Mrs. Thatcher was known as 'Iron Lady'. This name was given by the Russian leaders. The newly powerful capitalist economy in America under President Regan was known as 'Reganomics' and Thatcher's economic policy of the same pattern though she called it 'people's capitalism' was known as Thatcherism. A combination of both these policies created the foundation of present global capitalism with its expansionism.
Living in Britain I have seen the great class war during the rise of global capitalism. The great miner's community in Britain under the leadership of Arthur Scargill fought very bravely against Thatcherism for almost 5 years. The printer's union in The Times and The Sunday Times fought against Rupert Murdoch, the media mogul to resist his anti union policy. Margaret Thatcher won the battle against the miners and succeeded in her union bashing policies by helping Rupert Murdoch to crush the strike of the printer's union. She fought for a long time against Ken Livingstone the-then Mayor of London to diminish the power of local self government and ultimately succeeded in demolishing the greater London council (GLC).
In dealing with Northern Ireland she allowed Bobby Sands, a newly elected member of the British Parliament to die in the British prison in his hunger strike and did not try to save him by accepting his demand to allow him to release him and allow him to sit in the Parliament.
With USA President Ronald Regan she helped the downfall and disintegration of the Soviet Union and the collapse of communism in Eastern Europe. Her relation with America was so close that her critics said that it was almost blind loyalty. America helped her to win the Falkland’s war and on the other hand she allowed American soldiers to invade a commonwealth country in the Pacific without prior permission form the British Queen. The queen was so enraged that when Margaret Thatcher as Prime Minister came to see the Queen in her regular audience that she did not ask Mrs. Thatcher to take a seat. Mrs. Thatcher remained standing all through her discussion with the Queen.

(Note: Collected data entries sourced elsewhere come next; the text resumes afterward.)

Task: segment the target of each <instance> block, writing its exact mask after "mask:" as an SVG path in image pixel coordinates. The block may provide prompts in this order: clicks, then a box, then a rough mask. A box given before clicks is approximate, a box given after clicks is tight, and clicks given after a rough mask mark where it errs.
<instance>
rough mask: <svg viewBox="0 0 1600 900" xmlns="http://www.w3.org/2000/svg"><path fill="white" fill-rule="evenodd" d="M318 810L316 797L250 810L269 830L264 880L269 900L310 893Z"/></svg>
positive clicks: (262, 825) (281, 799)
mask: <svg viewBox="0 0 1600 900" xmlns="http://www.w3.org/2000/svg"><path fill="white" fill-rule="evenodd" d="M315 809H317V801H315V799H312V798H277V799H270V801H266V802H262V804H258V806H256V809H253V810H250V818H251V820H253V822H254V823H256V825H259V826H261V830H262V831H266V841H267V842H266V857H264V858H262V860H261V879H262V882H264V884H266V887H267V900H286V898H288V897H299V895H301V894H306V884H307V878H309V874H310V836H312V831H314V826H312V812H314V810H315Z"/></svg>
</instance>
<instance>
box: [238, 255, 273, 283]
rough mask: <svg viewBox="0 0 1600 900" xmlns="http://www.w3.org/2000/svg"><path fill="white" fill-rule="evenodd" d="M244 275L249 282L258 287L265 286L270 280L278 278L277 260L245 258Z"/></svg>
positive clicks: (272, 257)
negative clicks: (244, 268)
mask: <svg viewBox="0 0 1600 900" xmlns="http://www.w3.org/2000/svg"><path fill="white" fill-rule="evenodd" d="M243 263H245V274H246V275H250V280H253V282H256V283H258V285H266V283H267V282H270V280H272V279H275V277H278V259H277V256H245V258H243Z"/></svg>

Mrs. Thatcher was consecutively three times Prime Minister of Britain. She won the elections but was not a very popular Prime Minister. She ran almost a presidential system of government not a government of Cabinet system. But she could not finish her third term in power. She introduced poll tax against the advices of her cabinet colleagues and there was a revolt among people against this tax. She had to resign her position in the party and her premiership. I saw this Iron Lady weep twice in front of the public. Once when her son Mark was lost in African desert in a motor race competition for a few days Mrs. Thatcher in her anxiety shed a few drop of tears for her son. Again when she lost the support of her parliamentary party and was going to tender her resignation to the Queen journalists saw her in tears in her car.
Though she was out of power for a long time she left behind an era which is still dominating British political life. Tony Blair, the three times prime minister of Labour government was known as her follower and the present Tory prime minister is a staunch supporter of Thatcher's policy which he wants to follow even more stringently. So, Thatcher is not in power but her policy or Thatcherism is still dominating not only Britain but the European political life.
Now the global capitalism which is the mixture of Thatcherism and Reganomics is in decline. Nowhere in the world can global capitalism come out from crisis after crisis. One day the world will accuse Ronald Regan and Margaret Thatcher for creating this global disorder and criticise them instead of praising their success.